At Rx Savings Solutions, we often start a presentation with a simple survey. We ask people to guess the price for a 90-day supply of 10 mg Atorvastatin tablets, a widely prescribed generic cholesterol drug/dosage:

_ $305.89
_ $37.87
_ $17.75
_ $8.89

The right answer surprises everyone in the room: “All of the Above!” It’s true. Those are potential price outcomes for one of our members.

How can the exact same drug cost one person (or health plan) more than $300 in one scenario and less than $9 for another? Great question, and a very complicated answer. Think back to the Plinko board.

A contestant on the gameshow The Price is Right playing the game called Plinko
Credit: TV Insider

Pretend your prescription is the chip and the pegs are all the parameters at play in the pricing equation. Everyone starts from the same place—the top—but everyone can wind up traveling down and across the board in a much different path—landing on dramatically different prices.
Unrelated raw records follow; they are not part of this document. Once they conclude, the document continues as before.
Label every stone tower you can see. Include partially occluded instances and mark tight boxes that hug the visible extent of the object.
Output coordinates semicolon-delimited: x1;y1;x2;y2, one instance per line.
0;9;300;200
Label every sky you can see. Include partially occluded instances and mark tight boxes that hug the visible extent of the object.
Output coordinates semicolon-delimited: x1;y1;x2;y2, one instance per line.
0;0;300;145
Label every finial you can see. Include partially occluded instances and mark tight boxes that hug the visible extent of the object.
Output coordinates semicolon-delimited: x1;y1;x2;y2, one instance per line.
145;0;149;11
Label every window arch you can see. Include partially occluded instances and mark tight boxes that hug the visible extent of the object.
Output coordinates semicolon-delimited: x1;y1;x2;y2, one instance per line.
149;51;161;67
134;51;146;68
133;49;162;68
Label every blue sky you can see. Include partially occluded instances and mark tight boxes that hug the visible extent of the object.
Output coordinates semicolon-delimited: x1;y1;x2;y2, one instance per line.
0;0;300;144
Here are all the pegs on the Plinko board:

A) Pharmacy – We see price variance of 2,000 percent or more from one pharmacy to the next.
B) Therapy – Equivalent therapy options within the same drug class can vary in price by more than 72 times.
C) Network – There are hundreds of pricing networks across various commercial plans. They typically change every year.
D) Formulary – Tiered formularies might give the illusion that Drug A is the best therapy, when in fact it may be there due to rebate dollars shared through the supply chain.
E) Price Calculation – We see variances up to 131x in “list prices” that are used to calculate cost to the payer.
F) Suppliers – Average number of wholesalers that move the product from the manufacturer to the pharmacy: 2.
G) Availability – Thanks to consolidation and raw ingredient shortages, drug prices can fluctuate wildly in a short timeframe.
H) Packagers – More appropriately called “re-packagers,” they can increase prices 20x or more for the service of putting pills into a different container.

You may have noticed that drug-makers don’t have any pegs on the Plinko board, but they play a huge role in this. In our Atorvastatin example, we’re talking about a generic, one of eight in the statin class. However, as this Washington Post report points out, the generic market is not immune to pricing manipulation. You might say manufacturers determine which slot you start out in at the top of the board.
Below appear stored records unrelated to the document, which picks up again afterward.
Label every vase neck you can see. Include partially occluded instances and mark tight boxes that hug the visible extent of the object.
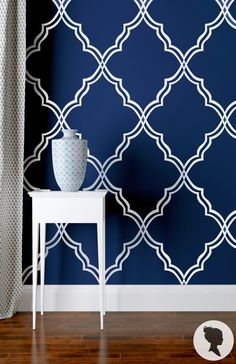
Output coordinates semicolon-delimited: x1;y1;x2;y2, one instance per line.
62;129;78;139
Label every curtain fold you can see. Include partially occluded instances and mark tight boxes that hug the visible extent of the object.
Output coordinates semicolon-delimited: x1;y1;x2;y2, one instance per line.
0;0;26;319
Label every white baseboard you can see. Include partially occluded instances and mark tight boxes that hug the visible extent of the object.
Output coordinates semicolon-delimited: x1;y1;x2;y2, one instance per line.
19;285;236;311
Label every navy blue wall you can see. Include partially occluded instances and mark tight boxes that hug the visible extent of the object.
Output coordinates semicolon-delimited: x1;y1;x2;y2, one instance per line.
23;0;236;284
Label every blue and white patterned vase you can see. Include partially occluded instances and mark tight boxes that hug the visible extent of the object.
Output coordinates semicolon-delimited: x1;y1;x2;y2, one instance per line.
52;129;88;192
If it’s somehow easier to think of the pricing equation in mathematical form, it goes like this, using variables and factors A through H above:

A x B x C x D x E x F + G + H = X (your prescription price)

We’re talking tens of thousands of possible outcomes. Change any variable in the equation and it changes where you land at the bottom of the Plinko board. If you’re really lucky, you get the best therapy at the lowest price. Rx Savings Solutions has the right equation to get you there the first time.

Pharma pricing shouldn’t be a Plinko game. I’d rather play Hole-in-One. I know our members and clients would, too.